Taking Risk When Dying
400 words 2 minutes
In the beginning most startups are like fatally ill patients. They are companies without a business.
When people are fatally ill in a deadly decease with no cure they tend to willing to try any potential cure, no matter how untested, experimental or even dangerous and life threating it might be. After all they are anyhow dying so they have nothing to loose and can therefore take immense risks.
A startup which has not yet achived product market fit on a market big enough to long term sustain the company is dying.

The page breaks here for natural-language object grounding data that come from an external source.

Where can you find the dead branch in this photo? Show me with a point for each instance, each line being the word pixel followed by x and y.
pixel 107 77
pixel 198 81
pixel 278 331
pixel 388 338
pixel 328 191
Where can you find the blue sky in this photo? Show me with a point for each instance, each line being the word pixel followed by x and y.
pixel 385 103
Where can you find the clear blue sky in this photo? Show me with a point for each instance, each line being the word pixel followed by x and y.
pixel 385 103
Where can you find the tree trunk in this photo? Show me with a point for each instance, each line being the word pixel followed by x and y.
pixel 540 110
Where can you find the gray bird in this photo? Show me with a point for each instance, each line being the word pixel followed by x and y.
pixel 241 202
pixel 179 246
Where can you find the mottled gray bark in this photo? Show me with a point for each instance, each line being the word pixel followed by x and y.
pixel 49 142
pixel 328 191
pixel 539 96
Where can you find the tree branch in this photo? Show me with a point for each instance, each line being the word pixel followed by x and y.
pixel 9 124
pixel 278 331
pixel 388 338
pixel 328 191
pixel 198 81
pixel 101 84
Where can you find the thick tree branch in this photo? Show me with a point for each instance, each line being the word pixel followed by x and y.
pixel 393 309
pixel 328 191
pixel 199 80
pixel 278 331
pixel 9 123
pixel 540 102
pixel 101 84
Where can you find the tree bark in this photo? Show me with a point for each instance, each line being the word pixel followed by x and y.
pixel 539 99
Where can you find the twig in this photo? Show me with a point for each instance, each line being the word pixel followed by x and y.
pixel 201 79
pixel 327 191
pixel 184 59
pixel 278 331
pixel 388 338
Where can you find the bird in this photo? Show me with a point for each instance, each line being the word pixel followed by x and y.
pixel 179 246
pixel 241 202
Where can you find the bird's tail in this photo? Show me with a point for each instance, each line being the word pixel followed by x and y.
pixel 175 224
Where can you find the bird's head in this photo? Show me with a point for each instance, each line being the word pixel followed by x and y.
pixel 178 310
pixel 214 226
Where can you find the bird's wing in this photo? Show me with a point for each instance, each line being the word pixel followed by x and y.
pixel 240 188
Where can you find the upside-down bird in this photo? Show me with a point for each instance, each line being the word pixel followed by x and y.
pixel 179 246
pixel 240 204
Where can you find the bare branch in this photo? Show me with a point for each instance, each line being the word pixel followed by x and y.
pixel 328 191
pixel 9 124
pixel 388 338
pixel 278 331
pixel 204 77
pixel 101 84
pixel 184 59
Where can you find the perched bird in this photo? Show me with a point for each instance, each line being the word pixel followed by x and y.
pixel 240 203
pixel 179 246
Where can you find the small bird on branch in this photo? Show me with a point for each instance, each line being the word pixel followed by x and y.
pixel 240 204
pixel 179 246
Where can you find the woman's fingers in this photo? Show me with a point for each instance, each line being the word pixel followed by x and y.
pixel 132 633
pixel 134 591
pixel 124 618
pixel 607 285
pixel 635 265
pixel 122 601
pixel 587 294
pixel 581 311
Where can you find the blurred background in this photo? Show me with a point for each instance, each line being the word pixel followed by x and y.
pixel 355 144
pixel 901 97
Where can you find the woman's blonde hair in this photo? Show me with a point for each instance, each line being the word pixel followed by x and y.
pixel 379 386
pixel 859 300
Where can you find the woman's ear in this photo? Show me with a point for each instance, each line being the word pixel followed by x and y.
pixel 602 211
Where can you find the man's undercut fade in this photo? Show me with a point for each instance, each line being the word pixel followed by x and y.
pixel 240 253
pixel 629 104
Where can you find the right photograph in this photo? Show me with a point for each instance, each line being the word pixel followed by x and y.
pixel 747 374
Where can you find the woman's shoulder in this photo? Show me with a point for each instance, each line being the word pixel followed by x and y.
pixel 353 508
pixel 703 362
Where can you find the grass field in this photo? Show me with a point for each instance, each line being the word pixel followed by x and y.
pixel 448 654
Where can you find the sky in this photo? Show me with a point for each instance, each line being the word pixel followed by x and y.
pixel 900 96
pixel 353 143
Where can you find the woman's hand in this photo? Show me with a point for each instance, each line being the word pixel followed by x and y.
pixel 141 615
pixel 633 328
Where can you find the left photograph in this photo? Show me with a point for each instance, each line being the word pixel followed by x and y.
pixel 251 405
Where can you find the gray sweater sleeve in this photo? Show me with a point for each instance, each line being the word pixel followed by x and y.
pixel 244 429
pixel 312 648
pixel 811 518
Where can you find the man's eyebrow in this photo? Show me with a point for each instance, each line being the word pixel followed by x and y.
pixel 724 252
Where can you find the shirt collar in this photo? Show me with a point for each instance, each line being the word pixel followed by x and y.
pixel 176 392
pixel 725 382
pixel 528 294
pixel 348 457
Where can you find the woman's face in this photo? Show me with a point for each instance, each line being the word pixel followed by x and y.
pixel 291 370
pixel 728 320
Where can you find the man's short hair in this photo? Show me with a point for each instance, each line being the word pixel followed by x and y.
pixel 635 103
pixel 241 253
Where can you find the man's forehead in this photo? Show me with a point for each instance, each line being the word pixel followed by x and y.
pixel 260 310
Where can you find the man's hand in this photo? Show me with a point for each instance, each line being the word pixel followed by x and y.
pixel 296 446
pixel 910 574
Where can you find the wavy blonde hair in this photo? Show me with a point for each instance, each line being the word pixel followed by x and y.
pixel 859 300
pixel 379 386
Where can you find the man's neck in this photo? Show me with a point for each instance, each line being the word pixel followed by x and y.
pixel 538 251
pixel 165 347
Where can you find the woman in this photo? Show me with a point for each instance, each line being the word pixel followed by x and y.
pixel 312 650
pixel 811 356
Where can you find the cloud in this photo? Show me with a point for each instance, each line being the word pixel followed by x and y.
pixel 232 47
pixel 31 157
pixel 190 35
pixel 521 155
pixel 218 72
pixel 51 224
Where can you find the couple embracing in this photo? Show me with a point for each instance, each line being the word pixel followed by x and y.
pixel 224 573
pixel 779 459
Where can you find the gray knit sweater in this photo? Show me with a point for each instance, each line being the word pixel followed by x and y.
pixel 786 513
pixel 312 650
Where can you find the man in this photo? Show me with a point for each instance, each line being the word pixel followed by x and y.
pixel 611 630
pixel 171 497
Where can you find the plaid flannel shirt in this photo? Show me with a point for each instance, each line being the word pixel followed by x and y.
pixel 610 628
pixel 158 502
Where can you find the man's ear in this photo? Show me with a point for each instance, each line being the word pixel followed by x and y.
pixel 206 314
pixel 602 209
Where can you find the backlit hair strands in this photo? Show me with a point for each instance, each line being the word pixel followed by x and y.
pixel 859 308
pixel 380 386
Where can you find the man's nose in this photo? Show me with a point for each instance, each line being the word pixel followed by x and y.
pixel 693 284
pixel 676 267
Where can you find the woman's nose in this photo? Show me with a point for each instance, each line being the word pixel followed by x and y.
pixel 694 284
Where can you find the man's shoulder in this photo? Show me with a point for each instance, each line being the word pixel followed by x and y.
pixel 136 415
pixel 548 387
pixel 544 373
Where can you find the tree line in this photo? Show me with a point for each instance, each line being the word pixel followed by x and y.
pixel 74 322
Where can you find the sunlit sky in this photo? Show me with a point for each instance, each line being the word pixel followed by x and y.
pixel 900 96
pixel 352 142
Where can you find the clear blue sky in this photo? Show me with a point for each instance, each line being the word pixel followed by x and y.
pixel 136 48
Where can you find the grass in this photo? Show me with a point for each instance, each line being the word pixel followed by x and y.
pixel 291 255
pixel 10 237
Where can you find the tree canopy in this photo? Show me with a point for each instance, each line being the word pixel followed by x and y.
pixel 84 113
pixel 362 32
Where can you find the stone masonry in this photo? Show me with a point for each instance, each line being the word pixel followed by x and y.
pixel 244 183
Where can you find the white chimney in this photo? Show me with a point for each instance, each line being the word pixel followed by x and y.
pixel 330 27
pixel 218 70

Paul Graham calls this that the company is “default dead”. Exactly like a patient that knows he is going to die within a couple of months if a new miraclous cure does not pan out a startup in this phase also knows that the money in the bank will only last them certain amout of time. Before that they either need to find a cure or at least a treatment that will prolong their life another year or so. Exactly like the dying patient might have to choose among a potentially deadly cure or a treatment that best case might give them some extra time before the inevitable.
This is why startups in this phase need to take risks. If they don’t, they die. But they should always take calculated risks. Try a small dose of the untested drug try to find signs of improvements to the patients health. If not then keep trying another one. Once you think you found the cure, stop all the other experiments and take the full dose. There is no way to take a half dose and become half cured so bet everything on it and don’t hold back. You can considering revisit your pet ideas once the patient actually is cured.